Usually, we can distract ourselves to the point where we are unaware of our internal warfare. Our culture supplies virtually infinite ways for distraction. If we cannot manage to amuse ourselves, then we become anxious and fidgety. The French philosopher Blaise Pascal wrote, “All of humanity’s problems stem from (our) man’s inability to sit quietly in a room alone for half an hour.” [3]


Because of the unwillingness to face our internal wars, we have created many external wars. Denial and suppression push violence into the unconscious, where it inevitably expresses itself in our life and the world.


Living mindfully will make us conscious of our buried conflicts and hidden inner wars. Living fully in the present reveals how warfare originates within our own self.
Let’s imagine a future scenario:


Two longstanding enemies agree to sit down to drink tea together. X says, I hate you; I wish to destroy you. Y says, I hate you too, and I wish to destroy you as well!

Now what?


The Mediator chimes in, “Well, you both agree on one thing– you each feel hatred for one another. What if each of you explored your own experience of hatred?”

Okay. Okay.


As each party explores their experience of hatred, they see that it leads to rage, then to fear, then to helplessness, then to sadness, and then to grief.

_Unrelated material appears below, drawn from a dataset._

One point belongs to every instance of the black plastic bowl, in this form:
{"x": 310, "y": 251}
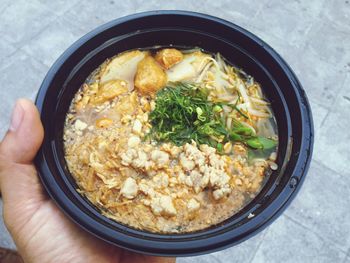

Each begins to cry. As they let their tears mingle, they each see that there is no essential difference between their tears—nor the source of their tears.


Perhaps if we could let our tears mingle over a cup of tea, we would have less need to have our blood mingle on a battleground.


[1]Emersons Essays, Essay on History. Thomas Y Crowell, NY. 1926., p5.
[2] The Prophet. On Freedom. Alfred Knopf, 1994.